Is a director personally liable for the debt of a company

A great concern for directors are their own status after Liquidation. Will they be held personally liable for the debt of the company;  will they be blacklisted;  will they be able to own a business again. These are the most popular questions we get asked.  In fact, the impact of Liquidation on Directors are not that big. In fact!  A Director is obliged to Liquidate a company that cannot pay its debt, so Liquidation actually averts personal liability of a Director.

If you are too scared to Liquidate a struggling company because you fear Director's liability, talk to us as soon a possible so that we explain to you why it is important to Liquidate to AVOID personal liability.

Is a Director Blacklisted?

A director is not blacklisted when a company is liquidated. A company is a separate legal entity. The director is an employee of the company. When the company is liquidated there is no legal reason why the director will be blacklisted, because it is the company that is liquidated and not the director.

Does a Director lose Personal Assets

Since a director is not personally liable for the debt of a company, the director’s personal assets play no role in a liquidation. The only time the director’s personal assets are in danger of being attached is if the director signed personal surety for the debt of the company. Liquidation does not cancel sureties and the director should settle the debt he signed sureties for after liquidation. If the debt that sureties were signed for is not paid, the director’s assets can be attached. However the attachment will then not be because of the liquidation, but because of sureties that were called up. A director can also personally sequestrated to get rid of personal debt and any sureties that were signed. Sequestration is for individuals, businesses liquidated. Once sequestrate, the debt of the individual is written off. This includes sureties.

Does a Director Pay the Debt of the Company?

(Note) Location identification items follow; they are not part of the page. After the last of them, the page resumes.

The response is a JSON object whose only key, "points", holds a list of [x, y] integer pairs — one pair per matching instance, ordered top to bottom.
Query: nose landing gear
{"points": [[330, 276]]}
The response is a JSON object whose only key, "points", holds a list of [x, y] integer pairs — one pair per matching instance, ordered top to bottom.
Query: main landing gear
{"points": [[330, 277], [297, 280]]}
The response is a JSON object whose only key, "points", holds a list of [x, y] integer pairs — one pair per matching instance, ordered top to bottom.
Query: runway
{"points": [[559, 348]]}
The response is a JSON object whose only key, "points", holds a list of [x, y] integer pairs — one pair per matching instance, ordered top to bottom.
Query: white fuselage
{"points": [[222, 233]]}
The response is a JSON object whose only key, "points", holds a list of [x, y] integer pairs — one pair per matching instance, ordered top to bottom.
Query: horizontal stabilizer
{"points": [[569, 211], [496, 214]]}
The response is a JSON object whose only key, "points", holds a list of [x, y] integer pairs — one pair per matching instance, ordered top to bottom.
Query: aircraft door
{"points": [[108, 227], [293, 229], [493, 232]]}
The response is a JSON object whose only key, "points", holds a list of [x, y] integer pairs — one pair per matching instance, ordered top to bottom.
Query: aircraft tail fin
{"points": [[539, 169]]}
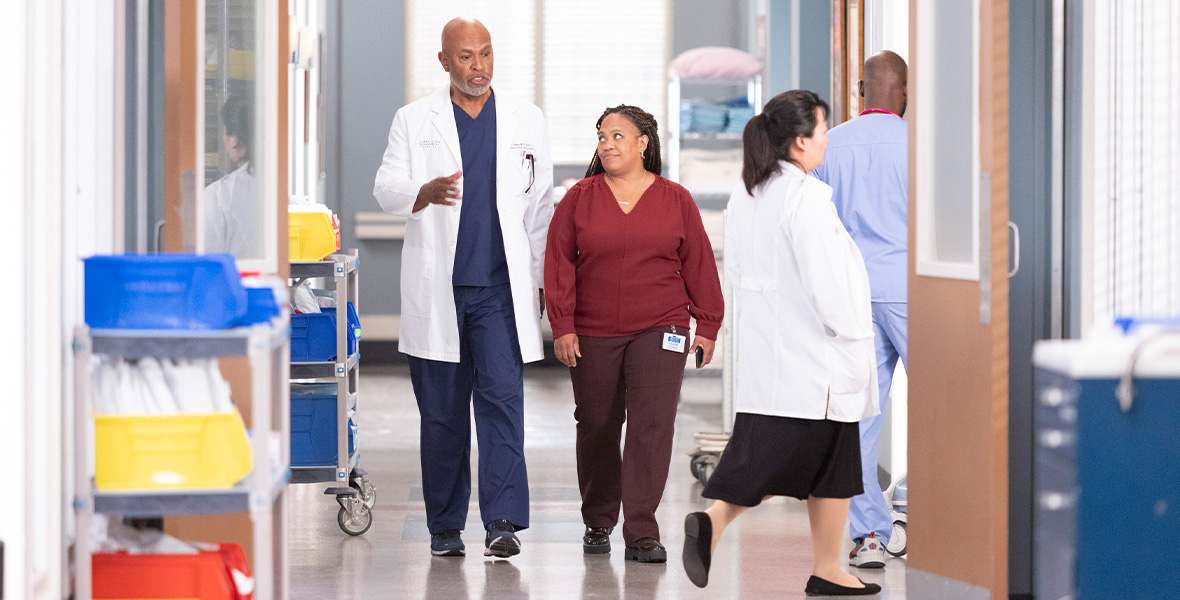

In terms of Section 22 of the Companies Act, a director CAN (not will or shall, but can) be held personally liable for the debt of a company if it is found that the director traded recklessly. It is therefore critical that the company is liquidated as soon as it is unable to pay its debt or as soon as the liabilities exceed the assets. Do not trade too long, rather liquidate as soon as is possible.

Conclusion

A director is not personally liable for the debt of a company and liquidation will write the debt off. It is only when the director signed personal surety for the debt of the company that the director will be personally liable for the debt. But not because of the Liquidation but because of the sureties.